The Schedules are pasted from the SAS code for each state and are in ASCII for manipulation. The programs themselves are available to anyone who wants to see them.
There are a total number of 285,242 observations in PLDF3 through the FY 2018 data. More information on the actual counts over time can be found in the revision history of PLDF3.
The changes in each program file are in order by the FSCSKEY except for Colorado, Oregon, and Washington which are in order by the CITY. The FSCSKEY is often in order by CITY at least in the early years. In retrospect, I should not have rearranged the data by CITY but left them in the order they were in the data so that my coding could be more easily followed for anyone checking for errors. Live and learn.
How to Read the Schedules of Changes
The programs creating newkey from FSCSKEY first create a dummy newkey from the FSCSKEY and then changes are made in the newkey in the program. The programs are written in SAS and the code changes are what appear in the Schedule of Changes. They are pasted from the programs without editorial changes. They should be readable by people who do not know SAS. Here is an example:
/* OTIS */ if year = 1987 and FSCSKEY = 'CO0071' then newkey = 'CO0091'; if year = 1988 and FSCSKEY = 'CO0102' then newkey = 'CO0091';
These are the changes for Otis which were used as an example from the List of Libraries. The “/*” and “*/” indicate comments and are used here as an easy means of finding lines of code related to different libraries. These comments, typically, have the CITY. The first line indicates that SAS is to look for any case where the year is 1987 and the FSCSKEY is CO0071. In those cases (and this is only one where those two conditions hold), change the newkey to CO0091 from the dummy CO0071 that was used to seed this variable. The last year of Otis was 1989 as noted. And there was no other library that was using that FSCSKEY in a later year so it is used as the newkey. In 1988, Otis had the FSCSKEY of CO0102 and this, too, was changed to CO0091. The semicolon is a SAS end of command indicator.

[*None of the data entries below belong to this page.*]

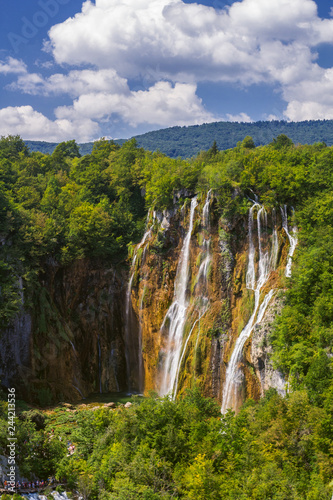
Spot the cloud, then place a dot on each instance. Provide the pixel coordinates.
(30, 124)
(75, 83)
(167, 47)
(162, 105)
(12, 65)
(241, 117)
(190, 42)
(249, 42)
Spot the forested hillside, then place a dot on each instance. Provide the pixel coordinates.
(189, 141)
(64, 208)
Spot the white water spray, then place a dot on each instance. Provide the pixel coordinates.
(202, 290)
(128, 316)
(205, 212)
(234, 375)
(176, 314)
(292, 239)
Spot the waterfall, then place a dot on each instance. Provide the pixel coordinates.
(201, 289)
(99, 364)
(176, 314)
(292, 239)
(78, 390)
(205, 212)
(255, 280)
(134, 356)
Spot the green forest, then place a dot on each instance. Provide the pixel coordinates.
(189, 141)
(65, 207)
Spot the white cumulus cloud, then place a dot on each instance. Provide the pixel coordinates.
(12, 65)
(30, 124)
(168, 47)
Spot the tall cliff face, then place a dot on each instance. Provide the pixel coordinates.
(217, 304)
(173, 322)
(70, 343)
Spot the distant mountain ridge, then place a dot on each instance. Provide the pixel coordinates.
(189, 141)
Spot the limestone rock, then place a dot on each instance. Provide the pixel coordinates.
(261, 351)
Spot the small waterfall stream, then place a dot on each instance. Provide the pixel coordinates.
(134, 356)
(255, 280)
(292, 239)
(99, 363)
(176, 315)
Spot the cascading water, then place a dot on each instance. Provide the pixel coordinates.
(292, 239)
(201, 289)
(254, 281)
(133, 356)
(176, 314)
(205, 212)
(99, 364)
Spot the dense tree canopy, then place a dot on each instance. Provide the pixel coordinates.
(66, 207)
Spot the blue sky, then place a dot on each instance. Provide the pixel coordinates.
(117, 68)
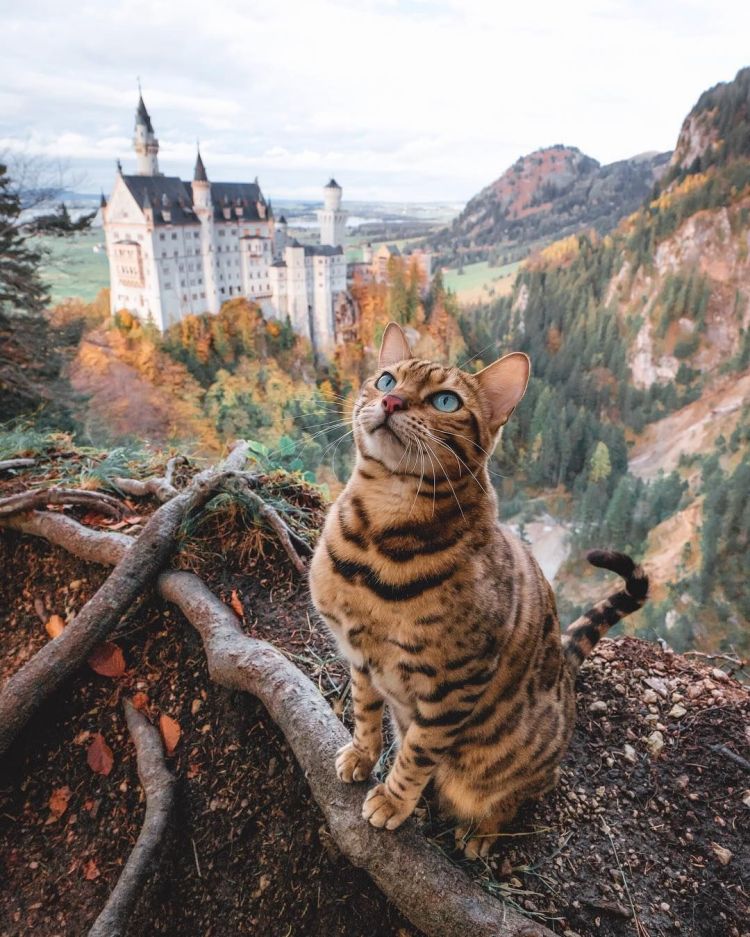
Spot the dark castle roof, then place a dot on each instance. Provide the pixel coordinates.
(158, 191)
(141, 115)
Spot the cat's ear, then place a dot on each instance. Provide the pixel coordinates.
(394, 346)
(503, 384)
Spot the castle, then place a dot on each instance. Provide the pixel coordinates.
(180, 248)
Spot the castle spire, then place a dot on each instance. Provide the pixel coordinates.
(145, 144)
(199, 175)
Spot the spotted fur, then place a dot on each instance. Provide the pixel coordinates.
(441, 612)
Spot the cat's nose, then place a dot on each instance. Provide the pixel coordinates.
(391, 403)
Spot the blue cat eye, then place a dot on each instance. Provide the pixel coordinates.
(385, 382)
(446, 401)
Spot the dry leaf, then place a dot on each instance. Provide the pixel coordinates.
(140, 700)
(107, 660)
(55, 625)
(170, 732)
(237, 604)
(58, 802)
(99, 755)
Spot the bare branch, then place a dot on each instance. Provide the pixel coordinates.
(158, 785)
(16, 463)
(426, 887)
(29, 500)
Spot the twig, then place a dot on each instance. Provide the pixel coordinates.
(158, 786)
(732, 756)
(16, 463)
(32, 500)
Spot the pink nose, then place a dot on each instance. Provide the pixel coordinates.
(391, 403)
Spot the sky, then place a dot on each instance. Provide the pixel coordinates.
(400, 100)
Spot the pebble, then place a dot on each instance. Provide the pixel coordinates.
(723, 855)
(655, 742)
(657, 684)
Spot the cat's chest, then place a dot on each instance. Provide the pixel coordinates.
(387, 649)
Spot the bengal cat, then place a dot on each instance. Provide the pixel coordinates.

The Schedules of Changes are available as text files by state. Most of the state Schedules are in order by FSCSKEYs and years changed in the code—often in pairs, that is, in order by the sort of FSCSKEY, then year and often there were pairs of changes in different FSCSKEYs. This method gives the changes no apparent order but they are in order by the data. In a handful of cases, I sorted the libraries by CITY, as mentioned, thinking this would make things easier to find. I regret having done that because rather than making changes easier to find, it has made them harder to find when you do have the data. The most likely use of these files is for people to check my work and sorting by CITY cannot make this process easier. My apologies to those who follow.
Observations in PLDF3
|District of Columbia *||31|
|Northern Mariana Islands*||20|
|Virgin Islands *||16|
|West Virginia *||3,012|
* indicates states with no changes.
** Minnesota did not report in 2001.